Written by Devon Boen
When I first pulled into Wolf Point a little over a year ago, I was pretty sure I needed to turn around and go back to where I belonged. Obviously, I didn’t do that. I stayed and slowly made this small town nestled up in the corner of Montana my makeshift home.
To this day, I think about what a huge mistake it would have been to leave. I would have missed out on meeting hundreds of interesting people with different stories to tell. I learned about the nuances of state and tribal law from the Wolf Point Police Department, I relayed stories of mischievousness and heroism from a Vietnam Vet walking across the country and I had the opportunity to interview two of Montana’s most important political figures, Congressman Steve Daines and Montana Superintendent of Public Instruction Denise Juneau.
Over the past year, I’ve been able to cover fun, lighthearted stories, but I’ve also had the opportunity to take on intellectually and morally challenging topics.
I’ve been amazed at the depth and importance of Wolf Point’s and Roosevelt County’s issues and current events. I particularly loved covering the Charles Bowen negligent homicide trial. I found the process to be fascinating and felt like it was my responsibility as a reporter to provide in-depth coverage.
For those professional opportunities and lessons, I need to thank Darla and Sheridan Shumway, as well as former Herald-News editor Jeff Tucker who helped me out when I was a brand new intern. Darla and Sheridan provide reporters with the chance to cover all spectrums of reporting and that type of experience is invaluable.
But, what made my time in Wolf Point most enjoyable were the people I met. I never minded going to weekly commissioner meetings. I knew Gary, Jim, Duane and Brenda would always help me out.
And, I looked forward to blotter each week where I could spend some quality time with Wolf Point Police Chief Jeff Harada, who always had some type of unhealthy treat to give me, or Lieutenant Brian Erwin, who I could count on for straight answers.
On a personal level, I’m grateful I met Jasmine Azure, who was a good friend from day one, and one who will be missed when I leave. I already miss Faye Hotomanie who recently moved to Billings and was previously the longtime ad/sales employee for The Herald-News.

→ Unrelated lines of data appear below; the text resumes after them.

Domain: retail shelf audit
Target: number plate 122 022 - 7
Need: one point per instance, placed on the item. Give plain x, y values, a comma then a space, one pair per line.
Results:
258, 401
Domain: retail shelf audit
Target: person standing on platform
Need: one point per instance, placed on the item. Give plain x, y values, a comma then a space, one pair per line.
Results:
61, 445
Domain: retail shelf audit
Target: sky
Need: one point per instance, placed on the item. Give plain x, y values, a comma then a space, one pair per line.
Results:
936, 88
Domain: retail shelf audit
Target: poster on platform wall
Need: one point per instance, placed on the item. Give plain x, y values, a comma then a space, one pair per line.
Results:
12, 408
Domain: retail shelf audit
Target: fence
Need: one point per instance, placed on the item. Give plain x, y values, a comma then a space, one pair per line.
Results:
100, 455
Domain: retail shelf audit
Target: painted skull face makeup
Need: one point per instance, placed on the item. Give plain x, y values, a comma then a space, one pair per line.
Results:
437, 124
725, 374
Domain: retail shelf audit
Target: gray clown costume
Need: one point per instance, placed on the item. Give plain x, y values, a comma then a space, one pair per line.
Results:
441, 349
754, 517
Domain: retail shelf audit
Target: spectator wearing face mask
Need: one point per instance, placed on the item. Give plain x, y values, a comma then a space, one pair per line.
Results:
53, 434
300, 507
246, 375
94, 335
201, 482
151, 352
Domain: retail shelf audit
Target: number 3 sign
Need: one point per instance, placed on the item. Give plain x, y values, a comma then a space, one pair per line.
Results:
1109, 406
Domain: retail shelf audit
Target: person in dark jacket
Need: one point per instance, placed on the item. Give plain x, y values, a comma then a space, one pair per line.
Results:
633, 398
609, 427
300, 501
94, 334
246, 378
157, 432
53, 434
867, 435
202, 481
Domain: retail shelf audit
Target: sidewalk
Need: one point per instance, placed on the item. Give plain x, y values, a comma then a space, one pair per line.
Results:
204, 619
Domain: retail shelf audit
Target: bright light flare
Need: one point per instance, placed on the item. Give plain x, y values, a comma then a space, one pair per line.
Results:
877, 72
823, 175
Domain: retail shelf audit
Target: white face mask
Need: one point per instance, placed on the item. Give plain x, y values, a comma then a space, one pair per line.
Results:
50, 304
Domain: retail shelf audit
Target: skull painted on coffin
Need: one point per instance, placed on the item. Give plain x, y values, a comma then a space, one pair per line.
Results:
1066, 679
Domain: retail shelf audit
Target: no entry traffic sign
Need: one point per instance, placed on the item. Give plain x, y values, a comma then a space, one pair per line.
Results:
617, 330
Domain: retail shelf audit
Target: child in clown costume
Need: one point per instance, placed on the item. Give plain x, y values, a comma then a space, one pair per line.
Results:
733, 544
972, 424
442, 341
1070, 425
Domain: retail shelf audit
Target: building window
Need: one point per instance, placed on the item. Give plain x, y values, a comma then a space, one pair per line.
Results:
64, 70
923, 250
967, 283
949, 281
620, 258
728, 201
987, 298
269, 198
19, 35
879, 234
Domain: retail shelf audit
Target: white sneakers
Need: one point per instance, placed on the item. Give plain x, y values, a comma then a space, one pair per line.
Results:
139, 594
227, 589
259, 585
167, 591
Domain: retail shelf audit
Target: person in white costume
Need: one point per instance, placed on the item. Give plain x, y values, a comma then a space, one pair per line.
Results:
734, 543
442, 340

We were happy when Sam Stanich joined the paper in October. The three of us kept each other sane while folding hundreds of Searchlight newspapers by hand each Wednesday and we could usually be found at the pub on Fridays.
Most of all, I’m glad I gave Wolf Point a chance because I met Skyler Turner, who is now my boyfriend of one year. Besides just him, I’m grateful I was openly welcomed and cared for by his family, Dee, Marlene, Preppie, Dani and Kay.
If I’ve learned anything in the past year, it’s that you don’t always know what you need. I never thought moving to a remote location with a few thousand people would ever be something I wanted, let alone needed, to change the direction of my life but, now, it’s quite clear it was the only solution and a serious gift.